Five years ago, DeCambra was introduced to essential oils by Sophie Ann Aoki, a longtime community activist (and the daughter of well-known death and dying advocate the Rev. Mitsuo Aoki). Since then, DeCambra returned repeatedly to the Mainland to study with naturopath Dr. Gary Young. On her last trip, she took several other Hawai'i women with her, including Senita Nepo, who has been introducing the therapy in Hawai'i's Samoan community.

'She loves everybody'

"She just came across as someone so genuine who love her people," said Nepo. "She's so beautiful. That woman has no barriers. She loves everybody. When I first met Ho'oipo we were just two women with something we want to share with our people. At the convention after they spotlighted her (and the idea of creating a Women's Wellness Center) we'd go to the bathroom and even there, people are shaking our hand and giving us the business card, and saying 'We want to help.'"
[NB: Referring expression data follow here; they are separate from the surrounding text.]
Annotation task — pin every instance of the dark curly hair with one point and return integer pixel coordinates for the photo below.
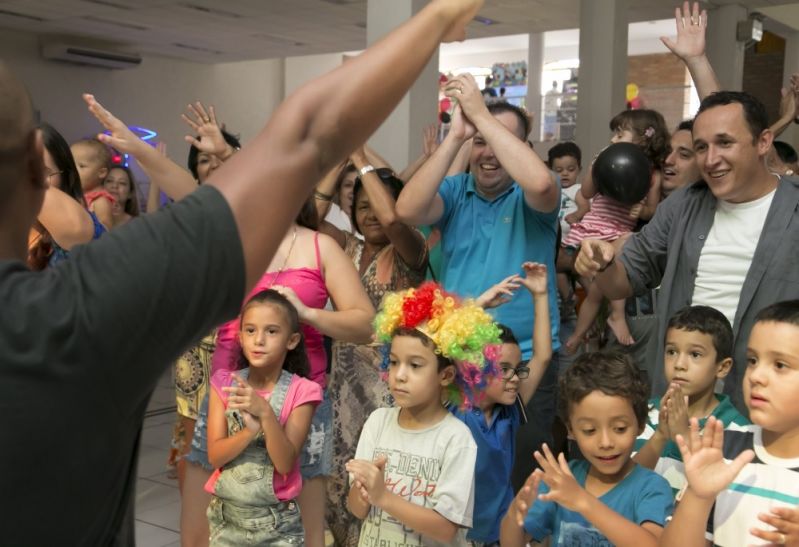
(650, 130)
(443, 362)
(296, 360)
(705, 320)
(611, 372)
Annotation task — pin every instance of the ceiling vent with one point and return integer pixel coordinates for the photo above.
(90, 56)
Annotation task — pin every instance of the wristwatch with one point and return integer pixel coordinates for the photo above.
(366, 169)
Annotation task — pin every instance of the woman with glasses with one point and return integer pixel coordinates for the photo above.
(392, 256)
(63, 221)
(120, 183)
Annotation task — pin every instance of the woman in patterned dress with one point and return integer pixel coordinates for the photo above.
(390, 257)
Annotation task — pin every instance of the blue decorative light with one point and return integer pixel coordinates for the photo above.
(143, 133)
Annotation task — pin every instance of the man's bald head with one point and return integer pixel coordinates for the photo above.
(16, 125)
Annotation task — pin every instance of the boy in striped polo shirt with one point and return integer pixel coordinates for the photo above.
(743, 486)
(698, 353)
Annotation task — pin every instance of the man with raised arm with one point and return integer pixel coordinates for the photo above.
(501, 214)
(84, 344)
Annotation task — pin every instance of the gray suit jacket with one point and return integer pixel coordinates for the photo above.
(666, 254)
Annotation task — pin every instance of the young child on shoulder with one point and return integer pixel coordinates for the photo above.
(93, 160)
(412, 478)
(495, 420)
(565, 159)
(743, 486)
(258, 419)
(609, 220)
(698, 352)
(606, 499)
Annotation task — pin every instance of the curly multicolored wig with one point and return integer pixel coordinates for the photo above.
(461, 331)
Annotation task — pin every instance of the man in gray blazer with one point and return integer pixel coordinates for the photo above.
(729, 241)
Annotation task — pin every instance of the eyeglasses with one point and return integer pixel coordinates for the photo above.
(521, 372)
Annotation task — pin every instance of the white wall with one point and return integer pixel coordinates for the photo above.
(152, 95)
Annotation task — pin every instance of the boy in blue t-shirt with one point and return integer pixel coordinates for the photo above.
(743, 486)
(606, 499)
(495, 420)
(698, 352)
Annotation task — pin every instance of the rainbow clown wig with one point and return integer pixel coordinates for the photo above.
(461, 331)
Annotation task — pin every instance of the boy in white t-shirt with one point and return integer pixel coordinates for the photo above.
(743, 487)
(412, 479)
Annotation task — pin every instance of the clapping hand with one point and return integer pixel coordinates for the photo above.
(209, 135)
(243, 397)
(368, 479)
(563, 487)
(691, 28)
(705, 468)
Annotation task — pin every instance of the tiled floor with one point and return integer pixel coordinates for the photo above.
(157, 495)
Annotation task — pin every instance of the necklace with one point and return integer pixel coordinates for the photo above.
(286, 260)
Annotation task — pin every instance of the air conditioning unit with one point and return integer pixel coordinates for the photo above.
(90, 56)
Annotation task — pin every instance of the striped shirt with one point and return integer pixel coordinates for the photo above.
(607, 220)
(765, 483)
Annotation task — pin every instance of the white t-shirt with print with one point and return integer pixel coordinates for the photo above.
(432, 467)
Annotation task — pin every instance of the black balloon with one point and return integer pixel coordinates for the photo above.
(622, 172)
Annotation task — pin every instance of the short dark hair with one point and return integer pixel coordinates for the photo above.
(132, 205)
(563, 149)
(296, 360)
(611, 372)
(389, 179)
(520, 113)
(650, 129)
(754, 110)
(506, 335)
(786, 311)
(443, 362)
(785, 151)
(232, 140)
(61, 153)
(706, 320)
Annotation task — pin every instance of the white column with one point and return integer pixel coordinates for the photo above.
(399, 139)
(725, 52)
(603, 71)
(535, 65)
(791, 66)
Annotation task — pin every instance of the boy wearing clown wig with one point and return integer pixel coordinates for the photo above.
(412, 479)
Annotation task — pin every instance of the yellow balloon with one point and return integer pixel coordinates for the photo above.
(632, 91)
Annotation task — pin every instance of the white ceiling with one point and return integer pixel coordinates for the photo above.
(211, 31)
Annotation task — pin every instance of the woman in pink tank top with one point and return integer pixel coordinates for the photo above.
(307, 268)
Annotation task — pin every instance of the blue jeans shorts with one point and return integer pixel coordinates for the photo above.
(317, 452)
(234, 525)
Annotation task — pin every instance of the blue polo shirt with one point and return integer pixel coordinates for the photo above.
(496, 445)
(483, 242)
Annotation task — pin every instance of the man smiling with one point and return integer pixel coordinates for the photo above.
(727, 241)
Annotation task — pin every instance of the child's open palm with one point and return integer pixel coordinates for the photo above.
(535, 277)
(563, 487)
(705, 469)
(369, 479)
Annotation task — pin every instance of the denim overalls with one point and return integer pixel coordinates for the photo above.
(245, 509)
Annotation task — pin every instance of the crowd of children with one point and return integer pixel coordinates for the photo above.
(434, 468)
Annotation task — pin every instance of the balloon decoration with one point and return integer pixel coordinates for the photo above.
(634, 101)
(622, 172)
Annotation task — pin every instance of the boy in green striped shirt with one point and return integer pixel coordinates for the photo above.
(698, 353)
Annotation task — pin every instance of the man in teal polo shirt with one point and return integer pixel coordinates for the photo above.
(502, 213)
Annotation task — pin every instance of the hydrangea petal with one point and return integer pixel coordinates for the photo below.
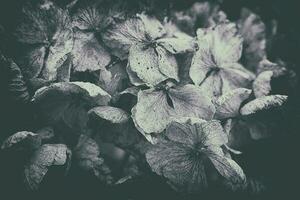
(235, 76)
(227, 44)
(263, 103)
(228, 105)
(22, 136)
(202, 61)
(253, 31)
(188, 101)
(180, 44)
(112, 114)
(153, 28)
(167, 63)
(46, 156)
(211, 133)
(152, 112)
(262, 84)
(144, 62)
(120, 37)
(172, 161)
(227, 167)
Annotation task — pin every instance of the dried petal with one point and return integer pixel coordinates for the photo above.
(144, 62)
(32, 139)
(253, 30)
(153, 28)
(46, 156)
(152, 112)
(111, 114)
(120, 37)
(87, 155)
(263, 103)
(262, 84)
(228, 105)
(188, 101)
(88, 53)
(69, 102)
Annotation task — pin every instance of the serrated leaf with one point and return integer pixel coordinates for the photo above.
(263, 103)
(262, 84)
(46, 156)
(228, 105)
(111, 114)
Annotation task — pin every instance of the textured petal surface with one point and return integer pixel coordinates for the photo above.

Two years ago, DeCambra felt compelled to journey to Aruba, off the coast of Venezuela ,to study herbs and traditional medicine of that culture with Dr. Carlin Browne. "I didn't even know where Aruba was," she recalls.
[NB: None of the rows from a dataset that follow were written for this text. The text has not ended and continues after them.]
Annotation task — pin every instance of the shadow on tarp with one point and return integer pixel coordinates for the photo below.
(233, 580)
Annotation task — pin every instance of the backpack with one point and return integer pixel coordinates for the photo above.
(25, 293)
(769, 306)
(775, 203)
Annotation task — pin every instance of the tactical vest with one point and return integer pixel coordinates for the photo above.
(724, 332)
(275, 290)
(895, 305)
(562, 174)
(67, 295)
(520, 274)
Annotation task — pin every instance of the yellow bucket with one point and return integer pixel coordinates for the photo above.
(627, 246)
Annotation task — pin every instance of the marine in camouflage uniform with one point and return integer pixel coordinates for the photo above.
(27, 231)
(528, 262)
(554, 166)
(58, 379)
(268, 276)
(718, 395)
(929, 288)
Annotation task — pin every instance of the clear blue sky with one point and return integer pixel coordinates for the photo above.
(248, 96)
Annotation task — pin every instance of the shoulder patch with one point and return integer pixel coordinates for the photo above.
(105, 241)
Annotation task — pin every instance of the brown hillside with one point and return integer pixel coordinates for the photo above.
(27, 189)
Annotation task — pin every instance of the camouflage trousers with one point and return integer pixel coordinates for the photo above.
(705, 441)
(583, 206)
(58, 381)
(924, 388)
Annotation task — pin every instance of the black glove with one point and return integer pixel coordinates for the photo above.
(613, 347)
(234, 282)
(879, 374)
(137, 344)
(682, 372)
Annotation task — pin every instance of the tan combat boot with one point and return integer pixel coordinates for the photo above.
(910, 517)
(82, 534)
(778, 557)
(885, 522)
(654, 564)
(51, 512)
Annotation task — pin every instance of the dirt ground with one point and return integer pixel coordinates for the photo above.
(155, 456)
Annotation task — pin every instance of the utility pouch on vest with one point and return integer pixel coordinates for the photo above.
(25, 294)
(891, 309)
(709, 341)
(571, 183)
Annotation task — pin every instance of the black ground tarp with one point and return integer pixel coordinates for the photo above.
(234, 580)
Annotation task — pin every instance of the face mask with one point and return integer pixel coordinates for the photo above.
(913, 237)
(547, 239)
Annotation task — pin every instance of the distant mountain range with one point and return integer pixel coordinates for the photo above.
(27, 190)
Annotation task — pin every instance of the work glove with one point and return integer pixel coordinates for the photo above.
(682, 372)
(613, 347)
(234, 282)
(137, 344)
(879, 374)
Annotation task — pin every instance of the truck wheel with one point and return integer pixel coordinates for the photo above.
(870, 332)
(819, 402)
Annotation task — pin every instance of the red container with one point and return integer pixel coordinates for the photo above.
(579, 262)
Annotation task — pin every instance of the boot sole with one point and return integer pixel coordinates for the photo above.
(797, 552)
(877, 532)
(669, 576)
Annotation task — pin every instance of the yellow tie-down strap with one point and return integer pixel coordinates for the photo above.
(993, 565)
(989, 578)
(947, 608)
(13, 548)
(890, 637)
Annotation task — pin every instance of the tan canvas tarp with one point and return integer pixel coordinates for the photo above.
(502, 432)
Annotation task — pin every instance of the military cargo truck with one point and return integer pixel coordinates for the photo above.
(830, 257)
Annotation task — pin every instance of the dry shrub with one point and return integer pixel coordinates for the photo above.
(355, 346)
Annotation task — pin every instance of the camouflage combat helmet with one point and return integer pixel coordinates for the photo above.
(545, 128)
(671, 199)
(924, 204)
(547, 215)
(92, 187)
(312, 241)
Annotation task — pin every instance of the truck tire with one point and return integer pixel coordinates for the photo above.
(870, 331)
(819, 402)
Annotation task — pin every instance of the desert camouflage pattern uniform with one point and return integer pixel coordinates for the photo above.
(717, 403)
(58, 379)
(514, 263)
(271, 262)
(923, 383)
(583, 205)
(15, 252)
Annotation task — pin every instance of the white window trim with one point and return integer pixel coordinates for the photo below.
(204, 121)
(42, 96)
But again she came back energized and more convinced than ever that her road lay in enhancing well-being and helping people heal.

"I have to follow my heart to support women," she says. "I see that women have gone through immense struggle just to be female in my community."

DeCambra's birth certificate and passport bear the first name Mabel. It wasn't until the mid-1970s that she chose to put away her English name and take her Hawaiian middle name.The sovereignty movement and the Hawaiian Renaissance were creating a surge of new consciousness, and DeCambra came to realize that Hawaiian parents "hid" their babies' true names in the middle and used English names up front.

"It was part of a birthing process, and our Hawaiian names came forward. The name is everything," she muses. "I made a conscious decision I was going to be called Ho'oipo. This beautiful name is about a wind between Moloka'i and Lana'i that causes love between sweethearts. It's like the creation of love in Hawai'i and the world. And now I have started to live that part of who I really am."